Comments on the unfair competition case between Ferrero and Jinsha
Today and tomorrow, we will analyze several issues raised by the Ferrero and Jinsha unfair competition
case. Namely: the scope of name recognition, whether a product’s packaging can refer to the products of others, and protection over product packaging through trademark protection. Today, we will briefly introduce the case facts and the opinions held by the deciding courts.
Ferrero Company registered the trademark “FERRERO ROCHER” in China in 1986 and its FERRERO ROCHER chocolate (“Ferrero Chocolate”) entered the Chinese market in 1988. The Ferrero Chocolate packaging has the following features: 1) gold, ball-shaped foil wrapping; 2) the “FERRERO ROCHER” trademark printed as a decoration within an oval on the gold foil; 3) each chocolate wrapped in gold foil is padded with additional brown paper; 4) outer packaging is made of transparent plastic, so that the inner gold-wrapped balls can be seen from the outside; and 5) a red ribbon-like decoration printed on the trademark of the chocolate.
In 1990, Zhangjiagang No.1 Dairy Plant (“Zhangjiagang Dairy”) began to manufacture “Jinsha” chocolate, whose packaging closely resembles Ferrero Chocolate. Jinsha chocolate earned several awards in China, and “JINSHA” was registered as a trademark in China. In 2002, Zhangjiagang Dairy transferred the Jinsha trademark to Mengtesha Company, a company in which it had invested with another foreign company. In 2003, the Mengtesha Company registered the trademark “TRESOR DORE” and printed it on the packaging of Jinsha chocolate.
Based on the similar packaging used by Jinsha chocolate, Ferrero Company filed a lawsuit against Mengtesha Company in the Tianjin No.2 Intermediate People’s Court (the “Tianjin Intermediate Court”), accusing it of unfair competition and demanding that it pay compensation and stop manufacturing the allegedly infringing product.
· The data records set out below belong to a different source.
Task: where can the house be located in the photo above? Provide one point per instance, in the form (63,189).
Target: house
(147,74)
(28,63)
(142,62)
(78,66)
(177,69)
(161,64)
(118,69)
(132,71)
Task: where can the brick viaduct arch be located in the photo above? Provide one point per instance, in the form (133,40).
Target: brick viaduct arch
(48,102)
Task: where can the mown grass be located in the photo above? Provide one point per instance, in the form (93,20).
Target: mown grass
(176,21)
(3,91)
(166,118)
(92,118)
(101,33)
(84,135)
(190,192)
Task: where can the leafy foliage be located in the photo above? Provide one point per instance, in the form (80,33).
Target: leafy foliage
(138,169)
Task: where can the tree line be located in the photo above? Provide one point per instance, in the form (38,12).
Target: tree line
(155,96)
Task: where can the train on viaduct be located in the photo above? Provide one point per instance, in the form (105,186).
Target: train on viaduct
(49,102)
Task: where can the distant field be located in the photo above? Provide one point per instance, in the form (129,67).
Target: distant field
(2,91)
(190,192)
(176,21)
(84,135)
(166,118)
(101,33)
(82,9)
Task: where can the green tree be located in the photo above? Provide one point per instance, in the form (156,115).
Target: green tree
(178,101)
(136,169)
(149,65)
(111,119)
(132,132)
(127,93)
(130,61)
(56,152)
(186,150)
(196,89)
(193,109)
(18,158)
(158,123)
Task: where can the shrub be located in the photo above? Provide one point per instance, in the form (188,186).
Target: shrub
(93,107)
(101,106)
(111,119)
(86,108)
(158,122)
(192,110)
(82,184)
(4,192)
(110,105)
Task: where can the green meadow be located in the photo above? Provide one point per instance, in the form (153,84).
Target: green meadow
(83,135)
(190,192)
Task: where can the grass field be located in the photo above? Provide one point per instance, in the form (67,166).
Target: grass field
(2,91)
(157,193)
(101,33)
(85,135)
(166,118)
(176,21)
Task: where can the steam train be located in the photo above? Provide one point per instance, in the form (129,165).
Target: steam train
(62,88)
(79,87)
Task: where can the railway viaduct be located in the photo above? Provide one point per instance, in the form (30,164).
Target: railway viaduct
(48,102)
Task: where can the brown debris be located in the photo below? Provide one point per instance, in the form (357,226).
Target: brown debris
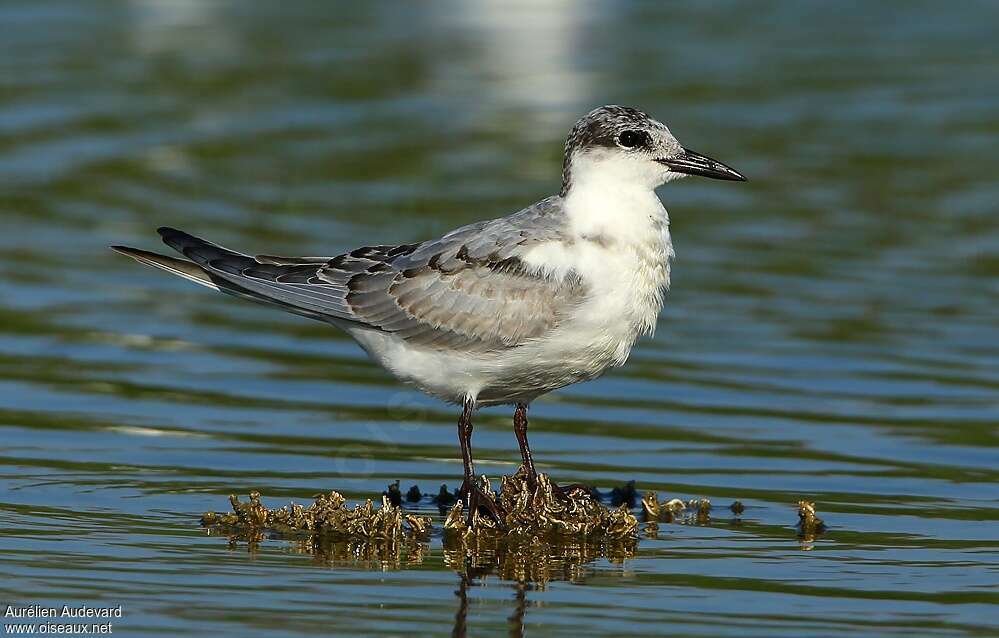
(670,511)
(533,559)
(809,525)
(327,516)
(539,511)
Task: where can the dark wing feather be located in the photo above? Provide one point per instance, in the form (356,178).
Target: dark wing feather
(468,290)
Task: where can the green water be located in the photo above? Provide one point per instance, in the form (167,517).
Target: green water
(831,334)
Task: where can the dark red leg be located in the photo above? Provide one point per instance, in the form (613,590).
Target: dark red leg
(471,493)
(520,429)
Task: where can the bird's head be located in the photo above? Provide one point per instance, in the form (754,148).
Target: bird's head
(626,145)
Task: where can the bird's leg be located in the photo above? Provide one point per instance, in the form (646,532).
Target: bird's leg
(471,492)
(520,429)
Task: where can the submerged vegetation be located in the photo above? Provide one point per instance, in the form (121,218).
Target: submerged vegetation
(542,527)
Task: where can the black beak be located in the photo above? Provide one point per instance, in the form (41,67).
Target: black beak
(693,163)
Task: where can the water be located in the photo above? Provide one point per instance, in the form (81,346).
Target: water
(830,336)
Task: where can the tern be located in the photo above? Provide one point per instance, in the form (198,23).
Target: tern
(497,312)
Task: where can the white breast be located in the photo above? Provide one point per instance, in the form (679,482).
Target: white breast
(618,243)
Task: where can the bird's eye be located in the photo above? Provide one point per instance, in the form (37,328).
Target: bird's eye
(630,139)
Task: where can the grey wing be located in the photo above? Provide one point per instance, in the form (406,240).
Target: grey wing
(469,290)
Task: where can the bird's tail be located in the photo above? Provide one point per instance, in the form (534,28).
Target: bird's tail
(180,267)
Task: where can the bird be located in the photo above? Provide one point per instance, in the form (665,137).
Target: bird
(497,312)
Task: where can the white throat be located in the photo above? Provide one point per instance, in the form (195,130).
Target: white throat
(615,198)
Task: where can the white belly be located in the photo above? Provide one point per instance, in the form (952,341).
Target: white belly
(624,287)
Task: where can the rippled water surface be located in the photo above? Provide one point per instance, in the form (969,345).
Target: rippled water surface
(831,334)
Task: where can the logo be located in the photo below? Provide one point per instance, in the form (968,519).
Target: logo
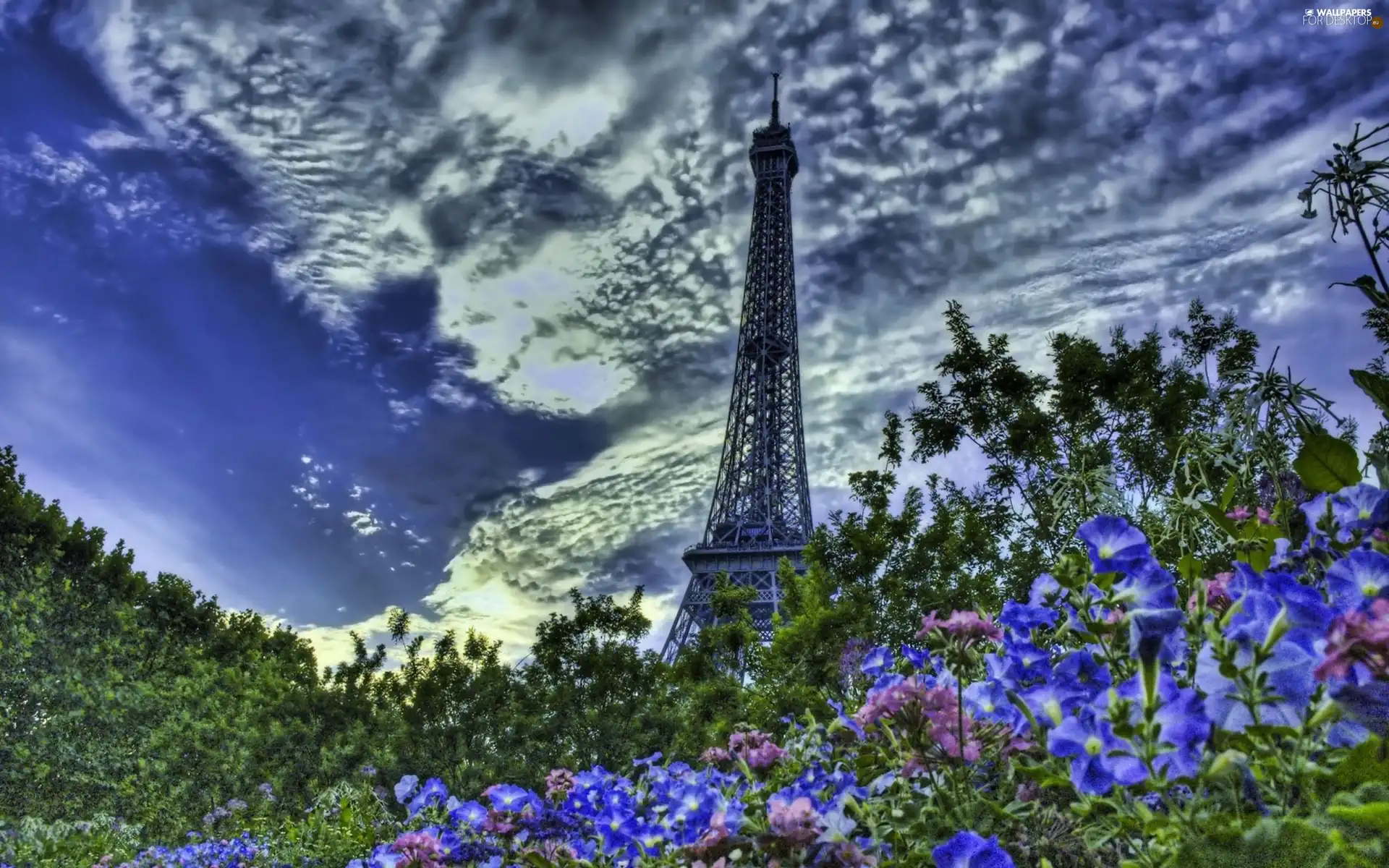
(1341,18)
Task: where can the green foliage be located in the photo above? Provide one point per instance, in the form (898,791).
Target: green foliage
(1325,463)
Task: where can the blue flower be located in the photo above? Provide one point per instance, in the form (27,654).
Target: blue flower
(1181,720)
(972,851)
(1099,759)
(1150,634)
(1366,705)
(877,661)
(1052,702)
(1316,513)
(1346,733)
(1085,674)
(1288,677)
(1146,587)
(1043,588)
(988,700)
(511,798)
(1114,545)
(1354,578)
(848,723)
(1360,507)
(886,681)
(916,658)
(1024,618)
(1025,661)
(1306,608)
(469,814)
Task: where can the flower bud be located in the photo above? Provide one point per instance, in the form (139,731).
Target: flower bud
(1278,629)
(1327,712)
(1228,763)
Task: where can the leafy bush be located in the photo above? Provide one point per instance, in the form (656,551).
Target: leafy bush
(1194,682)
(1242,726)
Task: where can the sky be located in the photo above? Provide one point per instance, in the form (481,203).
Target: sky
(431,305)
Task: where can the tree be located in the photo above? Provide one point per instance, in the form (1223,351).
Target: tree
(1159,433)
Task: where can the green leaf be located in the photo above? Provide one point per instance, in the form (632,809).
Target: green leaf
(1362,765)
(1228,495)
(1218,519)
(1374,385)
(1325,463)
(1374,814)
(1191,569)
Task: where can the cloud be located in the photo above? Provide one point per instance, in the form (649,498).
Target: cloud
(574,176)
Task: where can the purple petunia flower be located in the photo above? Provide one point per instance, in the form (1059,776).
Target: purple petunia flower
(1366,705)
(1023,618)
(1288,676)
(972,851)
(877,661)
(1081,671)
(1099,759)
(1354,578)
(988,700)
(1146,587)
(1114,545)
(1181,720)
(1360,507)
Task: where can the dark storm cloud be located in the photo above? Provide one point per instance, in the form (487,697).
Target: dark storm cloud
(1052,164)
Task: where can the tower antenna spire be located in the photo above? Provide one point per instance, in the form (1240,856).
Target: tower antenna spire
(760,511)
(776,102)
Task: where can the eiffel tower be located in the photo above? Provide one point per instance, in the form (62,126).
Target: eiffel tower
(762,501)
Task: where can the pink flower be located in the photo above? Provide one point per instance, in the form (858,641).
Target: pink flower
(418,849)
(558,783)
(848,853)
(1357,638)
(938,707)
(795,821)
(713,756)
(961,624)
(756,749)
(1217,593)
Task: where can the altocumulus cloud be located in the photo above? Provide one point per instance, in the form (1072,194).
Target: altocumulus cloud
(574,175)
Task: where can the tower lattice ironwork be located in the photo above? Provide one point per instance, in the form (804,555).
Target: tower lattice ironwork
(762,501)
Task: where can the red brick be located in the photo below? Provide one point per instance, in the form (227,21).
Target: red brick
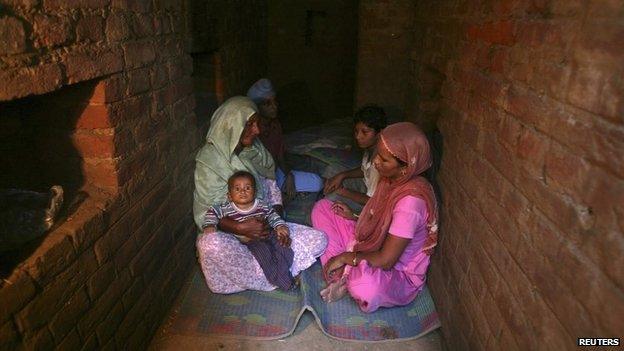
(107,90)
(53,5)
(138,81)
(567,170)
(133,317)
(94,116)
(94,145)
(67,317)
(142,25)
(41,340)
(596,88)
(500,32)
(159,76)
(51,31)
(117,28)
(15,292)
(101,173)
(12,36)
(53,297)
(102,307)
(26,4)
(20,82)
(91,343)
(100,280)
(532,148)
(8,336)
(108,326)
(90,28)
(134,6)
(138,53)
(81,66)
(52,257)
(71,342)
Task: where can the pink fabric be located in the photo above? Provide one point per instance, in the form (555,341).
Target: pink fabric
(373,287)
(271,137)
(408,143)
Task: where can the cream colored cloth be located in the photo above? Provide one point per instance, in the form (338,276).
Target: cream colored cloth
(371,176)
(216,161)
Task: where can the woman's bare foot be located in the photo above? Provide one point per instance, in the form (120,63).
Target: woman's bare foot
(335,291)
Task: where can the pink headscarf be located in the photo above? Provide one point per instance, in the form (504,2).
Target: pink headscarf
(408,143)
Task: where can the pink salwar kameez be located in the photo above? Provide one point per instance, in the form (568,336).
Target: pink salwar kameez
(374,287)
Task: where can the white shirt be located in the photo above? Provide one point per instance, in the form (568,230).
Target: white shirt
(371,176)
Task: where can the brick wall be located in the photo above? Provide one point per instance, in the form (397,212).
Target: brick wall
(530,102)
(104,278)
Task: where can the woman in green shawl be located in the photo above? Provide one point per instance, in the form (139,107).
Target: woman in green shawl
(231,145)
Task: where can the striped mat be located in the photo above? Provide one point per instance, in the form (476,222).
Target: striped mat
(275,314)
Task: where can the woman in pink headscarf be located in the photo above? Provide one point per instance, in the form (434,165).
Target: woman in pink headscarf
(380,257)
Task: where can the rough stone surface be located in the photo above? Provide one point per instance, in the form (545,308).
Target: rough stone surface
(90,78)
(531,235)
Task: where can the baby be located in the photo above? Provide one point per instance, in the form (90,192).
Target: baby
(274,253)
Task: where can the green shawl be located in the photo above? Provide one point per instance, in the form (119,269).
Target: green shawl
(216,161)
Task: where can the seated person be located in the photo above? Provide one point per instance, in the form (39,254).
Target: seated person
(368,122)
(232,145)
(381,259)
(291,181)
(273,254)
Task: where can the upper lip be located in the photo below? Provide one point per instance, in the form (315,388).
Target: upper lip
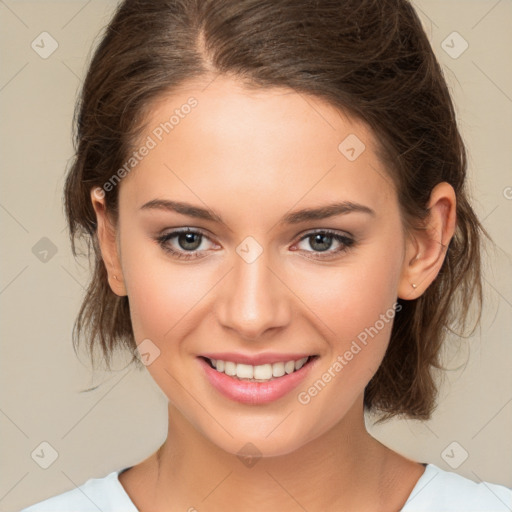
(256,359)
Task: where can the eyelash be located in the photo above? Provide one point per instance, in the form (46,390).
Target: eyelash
(346,242)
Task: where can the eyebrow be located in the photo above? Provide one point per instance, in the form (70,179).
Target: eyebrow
(322,212)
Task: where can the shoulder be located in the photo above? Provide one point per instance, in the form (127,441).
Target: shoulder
(105,494)
(445,491)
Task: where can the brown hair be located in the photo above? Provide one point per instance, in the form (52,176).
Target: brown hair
(370,58)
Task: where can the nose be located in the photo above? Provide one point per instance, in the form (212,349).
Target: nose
(254,299)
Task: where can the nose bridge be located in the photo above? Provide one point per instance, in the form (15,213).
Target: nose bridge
(254,299)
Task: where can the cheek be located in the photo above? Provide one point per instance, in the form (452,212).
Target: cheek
(161,293)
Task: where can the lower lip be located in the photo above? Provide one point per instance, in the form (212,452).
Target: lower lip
(255,393)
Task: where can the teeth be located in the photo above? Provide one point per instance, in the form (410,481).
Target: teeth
(263,372)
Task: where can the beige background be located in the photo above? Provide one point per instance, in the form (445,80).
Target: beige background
(124,419)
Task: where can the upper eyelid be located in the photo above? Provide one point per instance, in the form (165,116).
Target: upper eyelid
(299,238)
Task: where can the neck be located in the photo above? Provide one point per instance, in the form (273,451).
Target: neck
(339,470)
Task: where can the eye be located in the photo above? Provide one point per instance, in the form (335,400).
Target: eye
(322,240)
(188,241)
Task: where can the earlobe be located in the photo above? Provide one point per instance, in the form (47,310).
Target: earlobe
(108,245)
(426,247)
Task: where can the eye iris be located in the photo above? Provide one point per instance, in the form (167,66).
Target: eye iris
(187,238)
(320,237)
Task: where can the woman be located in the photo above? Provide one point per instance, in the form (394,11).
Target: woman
(275,194)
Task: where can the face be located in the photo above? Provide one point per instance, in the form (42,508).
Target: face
(255,281)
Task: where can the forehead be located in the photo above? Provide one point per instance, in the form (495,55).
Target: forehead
(261,144)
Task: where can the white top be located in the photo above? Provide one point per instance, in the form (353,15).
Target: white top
(436,491)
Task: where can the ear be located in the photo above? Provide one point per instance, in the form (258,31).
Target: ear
(106,234)
(426,247)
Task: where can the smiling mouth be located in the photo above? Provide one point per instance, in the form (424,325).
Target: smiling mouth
(260,373)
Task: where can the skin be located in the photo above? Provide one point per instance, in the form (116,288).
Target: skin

After the hearing, the Tianjin Intermediate Court held that although Ferrero Chocolate entered the Chinese market fairly early, it was sold by way of consignment, so its consumer base is narrow, and it has not accumulated much social recognition. Through years of operation, however, Jinsha Chocolate accumulated high recognition, which has not been affected by the change of the investor from Zhangjiagang Dairy to Mengtesha Company and the amendment of the trademark to “JINSHA TRESOR DORE.” Furthermore, both manufacturers clearly show their trademark on an obvious place on the outer packaging, so, objectively, it is not likely to lead to consumer mistake. On these grounds, the Tianjin Intermediate Court refused Ferrero Company’s petition.
Ferrero Company appealed, and the court of second instance overturned the judgment made in the first instance court. The court held that unfair competition liability had been established on the part of Mengtesha Company. The court provided the following reasoning for its decision:
(1) Well-known product as stipulated by the Anti Unfair Competition Law refers to products that have been sold in a specific market and are known to the relevant public. Determining the recognition of the product is based on the comprehensive consideration of its reputation in both the specific domestic and international markets, and the understanding cannot only be based on the reputation in the territory of China.
(2) In this case, the relevant chocolate packaging was first adopted by Ferrero Company. Mengtesha Company, on the other hand, could not prove its packaging is of its independent design. For this reason, it can be found that Mengtesha Company intentionally used Ferrero Rocher’s special packaging and decoration.
(3) According to the principle of good faith and publicly acknowledged commercial ethics, well-known products are the results of faithful business operation. In the law, the results of unfair competition tactics cannot be used as the basis for evaluating name recognition.
After the judgment in the second instance, Mengtesha Company applied for the review in the Supreme People’s Court. After hearing the case, the Supreme People’s Court sustained the decision made by the second instance court and provided further interpretation as follows:
(1) Well-known product as stipulated in the Anti Unfair Competition Law refers to those products that have a certain reputation in the territory of China and also have been widely adopted by the relevant public. The domestic protection of internationally well-known products is still based on popularity within China. On the other hand, the reputation of the product or the service is produced from production, sales, or other business activities in China. Determination of a well-known product is a comprehensive decision, and elements to consider include the sales time, sales territory, sales amount, and the sales target; the determination also considers the time, extent, and territorial scope of advertising, all of which are elements influencing the protection over the well-known product. The determination also does not exclude appropriate consideration of the popularity of the product overseas.
(2) The operator has the right to design its own packaging with the reference to the general elements of others’ design. But, the new design must be adequate to distinguish it from others’ packaging and decoration and cannot imitate the special packaging or decoration that shows the origin of another product and thus leads to confusion or mistaking in the market. Otherwise, this will constitute unfair competition in the market.